Jujutsu: A Two-stage Defense against Adversarial Patch Attacks on Deep Neural Networks

TL;DR

Jujutsu is a two-stage defense method that detects and mitigates adversarial patch attacks on deep neural networks by identifying localized features and reconstructing clean inputs using GANs, significantly improving robustness.

Contribution

The paper introduces Jujutsu, a novel two-stage defense combining attack detection and localized input reconstruction to counter robust adversarial patches.

Findings

Jujutsu outperforms existing defenses across multiple datasets and models.

It effectively detects adversarial patches with low false positives.

Jujutsu maintains robustness against physical-world and adaptive attacks.

Abstract

Adversarial patch attacks create adversarial examples by injecting arbitrary distortions within a bounded region of the input to fool deep neural networks (DNNs). These attacks are robust (i.e., physically-realizable) and universally malicious, and hence represent a severe security threat to real-world DNN-based systems.

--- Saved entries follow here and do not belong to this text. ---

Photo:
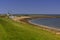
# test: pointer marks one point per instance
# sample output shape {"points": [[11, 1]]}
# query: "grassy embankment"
{"points": [[10, 30]]}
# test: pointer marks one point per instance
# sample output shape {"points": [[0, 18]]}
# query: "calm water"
{"points": [[52, 22]]}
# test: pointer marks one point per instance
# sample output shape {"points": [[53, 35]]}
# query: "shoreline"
{"points": [[26, 20], [47, 27]]}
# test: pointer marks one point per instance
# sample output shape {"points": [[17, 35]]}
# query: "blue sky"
{"points": [[30, 6]]}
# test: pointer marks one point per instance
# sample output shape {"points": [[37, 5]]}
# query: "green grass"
{"points": [[10, 30]]}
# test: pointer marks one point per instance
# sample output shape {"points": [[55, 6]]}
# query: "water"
{"points": [[51, 22]]}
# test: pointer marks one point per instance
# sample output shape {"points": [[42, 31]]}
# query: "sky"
{"points": [[30, 6]]}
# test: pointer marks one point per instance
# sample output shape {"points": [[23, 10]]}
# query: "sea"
{"points": [[50, 22]]}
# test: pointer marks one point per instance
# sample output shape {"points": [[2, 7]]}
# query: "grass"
{"points": [[10, 30]]}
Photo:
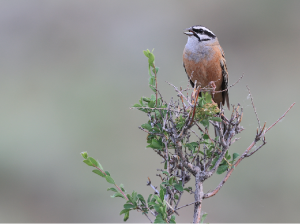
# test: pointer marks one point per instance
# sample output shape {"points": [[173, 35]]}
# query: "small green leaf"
{"points": [[207, 97], [122, 187], [99, 173], [151, 104], [87, 162], [141, 198], [134, 196], [218, 119], [178, 187], [188, 189], [124, 211], [109, 179], [84, 155], [137, 105], [221, 169], [112, 189], [126, 216], [165, 172], [203, 218], [155, 70], [205, 122], [156, 144], [129, 206], [234, 156], [162, 194], [149, 198], [93, 161], [146, 126], [205, 136], [157, 199], [117, 195]]}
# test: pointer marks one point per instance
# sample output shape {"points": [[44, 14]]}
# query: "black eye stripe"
{"points": [[203, 31]]}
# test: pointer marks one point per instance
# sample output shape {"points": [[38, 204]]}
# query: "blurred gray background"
{"points": [[70, 71]]}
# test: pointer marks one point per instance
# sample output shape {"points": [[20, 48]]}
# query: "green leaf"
{"points": [[146, 53], [151, 59], [151, 104], [149, 198], [234, 156], [129, 206], [93, 161], [117, 195], [188, 189], [146, 126], [156, 144], [218, 119], [137, 105], [203, 218], [172, 220], [165, 172], [159, 220], [124, 211], [122, 187], [205, 122], [141, 198], [162, 194], [205, 136], [126, 216], [178, 187], [153, 97], [84, 155], [207, 97], [134, 196], [155, 70], [157, 199], [221, 169], [112, 189], [99, 173], [87, 162], [152, 88], [109, 179]]}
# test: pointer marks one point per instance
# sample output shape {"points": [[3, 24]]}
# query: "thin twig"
{"points": [[185, 205], [280, 118], [254, 107]]}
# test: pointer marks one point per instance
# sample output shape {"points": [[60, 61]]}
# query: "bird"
{"points": [[204, 63]]}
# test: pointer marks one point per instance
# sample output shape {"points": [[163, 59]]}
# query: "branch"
{"points": [[254, 107], [245, 154]]}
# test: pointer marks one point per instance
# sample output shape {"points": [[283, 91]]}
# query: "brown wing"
{"points": [[225, 94]]}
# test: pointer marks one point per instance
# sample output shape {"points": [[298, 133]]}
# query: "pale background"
{"points": [[70, 70]]}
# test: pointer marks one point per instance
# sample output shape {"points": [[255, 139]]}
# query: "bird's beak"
{"points": [[188, 32]]}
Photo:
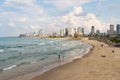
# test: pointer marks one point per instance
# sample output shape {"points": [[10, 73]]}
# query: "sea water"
{"points": [[22, 55]]}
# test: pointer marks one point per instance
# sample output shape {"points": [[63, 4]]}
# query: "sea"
{"points": [[20, 56]]}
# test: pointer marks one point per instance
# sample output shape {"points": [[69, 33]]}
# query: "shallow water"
{"points": [[22, 54]]}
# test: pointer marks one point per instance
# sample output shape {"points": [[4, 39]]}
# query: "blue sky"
{"points": [[24, 16]]}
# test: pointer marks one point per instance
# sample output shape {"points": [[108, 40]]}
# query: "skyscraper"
{"points": [[92, 30], [112, 32], [83, 31], [98, 32], [118, 29]]}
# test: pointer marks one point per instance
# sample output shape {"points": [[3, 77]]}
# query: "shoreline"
{"points": [[101, 63], [33, 74]]}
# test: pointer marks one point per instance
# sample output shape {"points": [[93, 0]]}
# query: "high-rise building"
{"points": [[83, 31], [98, 32], [112, 32], [118, 29], [41, 33], [71, 31], [92, 30]]}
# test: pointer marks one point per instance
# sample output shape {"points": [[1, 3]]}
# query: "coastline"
{"points": [[101, 63], [38, 72]]}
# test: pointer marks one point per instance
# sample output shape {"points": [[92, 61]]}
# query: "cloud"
{"points": [[86, 21], [11, 24], [66, 3], [26, 6]]}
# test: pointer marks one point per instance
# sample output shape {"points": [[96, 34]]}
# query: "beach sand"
{"points": [[102, 63]]}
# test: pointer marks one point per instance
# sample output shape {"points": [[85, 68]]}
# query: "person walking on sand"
{"points": [[20, 53]]}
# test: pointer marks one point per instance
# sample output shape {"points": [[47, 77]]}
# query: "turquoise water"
{"points": [[17, 52]]}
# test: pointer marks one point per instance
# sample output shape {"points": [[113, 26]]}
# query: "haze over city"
{"points": [[21, 16]]}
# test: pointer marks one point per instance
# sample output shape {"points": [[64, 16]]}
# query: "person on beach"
{"points": [[113, 51], [20, 53], [102, 45]]}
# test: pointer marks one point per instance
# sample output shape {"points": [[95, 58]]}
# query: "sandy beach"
{"points": [[102, 63]]}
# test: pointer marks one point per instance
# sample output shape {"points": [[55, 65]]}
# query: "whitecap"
{"points": [[11, 67]]}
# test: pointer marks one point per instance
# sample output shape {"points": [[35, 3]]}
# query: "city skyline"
{"points": [[21, 16]]}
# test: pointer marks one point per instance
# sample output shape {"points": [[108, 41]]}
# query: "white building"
{"points": [[62, 32], [112, 32], [71, 31], [92, 30], [118, 29]]}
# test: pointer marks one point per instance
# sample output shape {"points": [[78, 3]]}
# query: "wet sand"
{"points": [[102, 63]]}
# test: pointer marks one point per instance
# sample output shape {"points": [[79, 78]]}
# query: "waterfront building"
{"points": [[41, 33], [92, 30], [83, 31], [98, 32], [112, 32], [71, 31]]}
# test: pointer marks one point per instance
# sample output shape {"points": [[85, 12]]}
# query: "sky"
{"points": [[24, 16]]}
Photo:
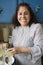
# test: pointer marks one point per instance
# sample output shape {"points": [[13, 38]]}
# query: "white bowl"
{"points": [[11, 61]]}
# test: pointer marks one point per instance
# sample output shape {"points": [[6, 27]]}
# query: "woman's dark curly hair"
{"points": [[32, 15]]}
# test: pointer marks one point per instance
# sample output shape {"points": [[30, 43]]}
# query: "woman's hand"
{"points": [[18, 50]]}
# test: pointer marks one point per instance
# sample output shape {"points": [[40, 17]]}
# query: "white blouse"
{"points": [[32, 38]]}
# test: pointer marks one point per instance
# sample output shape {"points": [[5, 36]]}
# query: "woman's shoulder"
{"points": [[37, 25], [15, 29]]}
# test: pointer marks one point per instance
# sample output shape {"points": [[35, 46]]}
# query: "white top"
{"points": [[32, 38]]}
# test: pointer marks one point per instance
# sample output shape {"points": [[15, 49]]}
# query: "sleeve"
{"points": [[11, 38], [37, 49]]}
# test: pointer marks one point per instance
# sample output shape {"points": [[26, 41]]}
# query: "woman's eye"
{"points": [[20, 13], [26, 13]]}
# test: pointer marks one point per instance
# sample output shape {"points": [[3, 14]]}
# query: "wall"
{"points": [[9, 7]]}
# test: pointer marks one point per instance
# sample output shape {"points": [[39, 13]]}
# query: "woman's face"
{"points": [[23, 16]]}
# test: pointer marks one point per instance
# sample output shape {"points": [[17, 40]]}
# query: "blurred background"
{"points": [[8, 8]]}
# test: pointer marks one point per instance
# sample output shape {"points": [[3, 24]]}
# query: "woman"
{"points": [[27, 37]]}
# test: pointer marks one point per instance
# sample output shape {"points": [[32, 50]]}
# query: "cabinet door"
{"points": [[8, 9], [37, 6]]}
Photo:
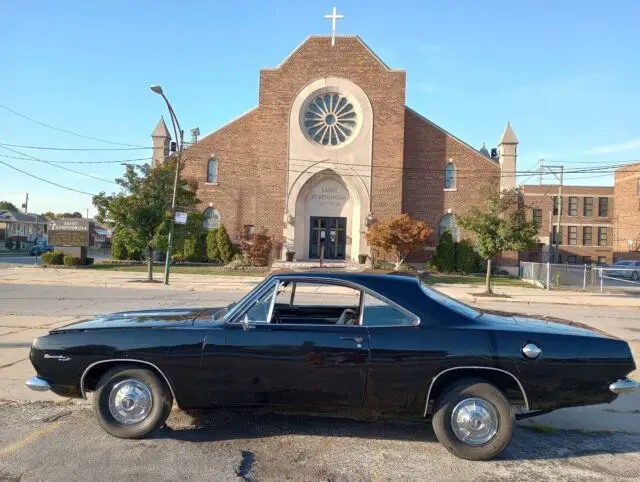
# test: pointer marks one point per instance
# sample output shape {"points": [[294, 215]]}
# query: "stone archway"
{"points": [[324, 201]]}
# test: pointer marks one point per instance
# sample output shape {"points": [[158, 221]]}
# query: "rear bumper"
{"points": [[625, 386], [38, 384]]}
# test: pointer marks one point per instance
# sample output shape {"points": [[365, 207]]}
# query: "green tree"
{"points": [[225, 246], [213, 253], [142, 209], [467, 260], [501, 226], [9, 206], [445, 257]]}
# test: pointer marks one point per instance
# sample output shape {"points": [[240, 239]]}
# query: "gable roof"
{"points": [[468, 146]]}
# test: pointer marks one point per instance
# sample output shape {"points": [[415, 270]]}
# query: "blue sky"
{"points": [[565, 74]]}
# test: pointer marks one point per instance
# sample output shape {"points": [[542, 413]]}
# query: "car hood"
{"points": [[136, 319], [539, 324]]}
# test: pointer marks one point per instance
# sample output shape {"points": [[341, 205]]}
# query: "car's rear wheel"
{"points": [[131, 402], [473, 419]]}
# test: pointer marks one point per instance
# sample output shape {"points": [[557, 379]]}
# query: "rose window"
{"points": [[330, 119]]}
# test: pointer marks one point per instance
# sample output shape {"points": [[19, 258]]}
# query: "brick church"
{"points": [[332, 147]]}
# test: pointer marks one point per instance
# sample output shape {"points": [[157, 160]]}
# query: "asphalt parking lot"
{"points": [[57, 440], [46, 441]]}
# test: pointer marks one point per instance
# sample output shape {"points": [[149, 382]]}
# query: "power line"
{"points": [[60, 167], [45, 180], [60, 129], [80, 162]]}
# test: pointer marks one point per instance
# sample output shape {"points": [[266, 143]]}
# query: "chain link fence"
{"points": [[581, 277]]}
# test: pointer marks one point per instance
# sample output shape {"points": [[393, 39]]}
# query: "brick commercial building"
{"points": [[330, 148]]}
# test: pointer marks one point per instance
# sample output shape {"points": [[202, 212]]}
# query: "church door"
{"points": [[330, 233]]}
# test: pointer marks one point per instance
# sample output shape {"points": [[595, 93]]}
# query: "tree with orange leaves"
{"points": [[399, 236]]}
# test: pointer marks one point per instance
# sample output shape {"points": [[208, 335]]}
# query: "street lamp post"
{"points": [[177, 131]]}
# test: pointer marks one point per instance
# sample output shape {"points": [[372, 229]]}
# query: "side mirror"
{"points": [[245, 323]]}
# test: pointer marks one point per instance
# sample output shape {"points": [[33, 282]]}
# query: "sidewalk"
{"points": [[467, 293]]}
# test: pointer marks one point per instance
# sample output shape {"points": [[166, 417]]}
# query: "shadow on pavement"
{"points": [[222, 424]]}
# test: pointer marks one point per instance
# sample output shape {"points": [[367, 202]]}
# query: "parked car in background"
{"points": [[39, 249], [347, 343], [626, 269]]}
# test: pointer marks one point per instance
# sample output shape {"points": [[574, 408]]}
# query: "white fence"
{"points": [[583, 277]]}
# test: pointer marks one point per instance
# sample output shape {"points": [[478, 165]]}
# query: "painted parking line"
{"points": [[29, 439]]}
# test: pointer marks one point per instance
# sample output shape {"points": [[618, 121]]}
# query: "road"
{"points": [[57, 440]]}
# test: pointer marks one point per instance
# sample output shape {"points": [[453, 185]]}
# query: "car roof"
{"points": [[400, 288]]}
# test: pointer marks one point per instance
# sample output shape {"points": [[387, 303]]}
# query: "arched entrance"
{"points": [[327, 218]]}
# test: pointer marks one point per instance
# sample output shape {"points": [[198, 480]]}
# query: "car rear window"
{"points": [[449, 302]]}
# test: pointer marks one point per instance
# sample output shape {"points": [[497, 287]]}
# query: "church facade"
{"points": [[330, 149]]}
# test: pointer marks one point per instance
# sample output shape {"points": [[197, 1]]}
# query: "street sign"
{"points": [[181, 218]]}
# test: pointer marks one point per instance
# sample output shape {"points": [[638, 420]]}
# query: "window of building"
{"points": [[248, 230], [587, 210], [602, 236], [537, 217], [448, 223], [211, 218], [212, 171], [603, 207], [450, 176], [587, 235]]}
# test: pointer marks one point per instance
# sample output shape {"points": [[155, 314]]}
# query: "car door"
{"points": [[287, 363]]}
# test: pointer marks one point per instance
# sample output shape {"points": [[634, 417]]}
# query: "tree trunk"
{"points": [[150, 265], [488, 279]]}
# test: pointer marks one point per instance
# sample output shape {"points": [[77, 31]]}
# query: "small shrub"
{"points": [[257, 248], [177, 258], [224, 245], [53, 258], [445, 257], [213, 253], [72, 261], [467, 260]]}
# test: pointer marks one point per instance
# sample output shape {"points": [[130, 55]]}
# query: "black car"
{"points": [[377, 344]]}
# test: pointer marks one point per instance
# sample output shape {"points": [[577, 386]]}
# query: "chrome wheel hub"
{"points": [[130, 401], [474, 421]]}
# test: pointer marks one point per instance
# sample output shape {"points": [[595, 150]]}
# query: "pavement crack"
{"points": [[246, 466]]}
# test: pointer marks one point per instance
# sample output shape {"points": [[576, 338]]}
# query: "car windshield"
{"points": [[449, 302]]}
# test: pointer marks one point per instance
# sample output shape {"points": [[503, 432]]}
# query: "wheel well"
{"points": [[503, 380], [93, 374]]}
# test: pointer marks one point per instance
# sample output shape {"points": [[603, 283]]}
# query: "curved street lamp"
{"points": [[177, 131]]}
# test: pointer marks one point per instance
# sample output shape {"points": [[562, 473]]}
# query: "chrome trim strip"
{"points": [[128, 360], [524, 394], [625, 386], [38, 384]]}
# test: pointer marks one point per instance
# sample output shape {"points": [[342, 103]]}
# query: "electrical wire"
{"points": [[60, 129]]}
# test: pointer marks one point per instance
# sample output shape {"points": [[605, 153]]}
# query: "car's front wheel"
{"points": [[131, 402], [473, 419]]}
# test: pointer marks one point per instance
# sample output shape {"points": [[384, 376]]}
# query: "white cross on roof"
{"points": [[333, 17]]}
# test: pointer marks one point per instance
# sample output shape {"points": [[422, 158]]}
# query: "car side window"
{"points": [[377, 312], [259, 310]]}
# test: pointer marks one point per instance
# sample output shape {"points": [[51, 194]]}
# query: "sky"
{"points": [[565, 74]]}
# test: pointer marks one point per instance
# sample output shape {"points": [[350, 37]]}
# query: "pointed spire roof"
{"points": [[161, 129], [483, 150], [508, 136]]}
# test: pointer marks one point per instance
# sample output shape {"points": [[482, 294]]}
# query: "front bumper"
{"points": [[38, 384], [625, 386]]}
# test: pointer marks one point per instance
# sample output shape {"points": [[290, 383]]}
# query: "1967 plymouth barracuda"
{"points": [[382, 345]]}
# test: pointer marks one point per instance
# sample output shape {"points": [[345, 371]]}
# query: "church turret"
{"points": [[161, 141], [508, 151]]}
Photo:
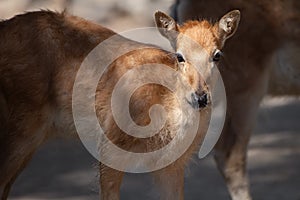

We propose Jujutsu, a two-stage technique to detect and mitigate robust and universal adversarial patch attacks. We first observe that adversarial patches are crafted as localized features that yield large influence on the prediction output, and continue to dominate the prediction on any input. Jujutsu leverages this observation for accurate attack detection with low false positives. Patch attacks corrupt only a localized region of the input, while the majority of the input remains unperturbed. Therefore, Jujutsu leverages generative adversarial networks (GAN) to perform localized attack recovery by synthesizing the semantic contents of the input that are corrupted by the attacks, and reconstructs a ``clean'' input for correct prediction. We evaluate Jujutsu on four diverse datasets spanning 8 different DNN models, and find that it achieves superior performance and significantly outperforms four existing defenses. We further evaluate Jujutsu against physical-world attacks, as well as adaptive attacks.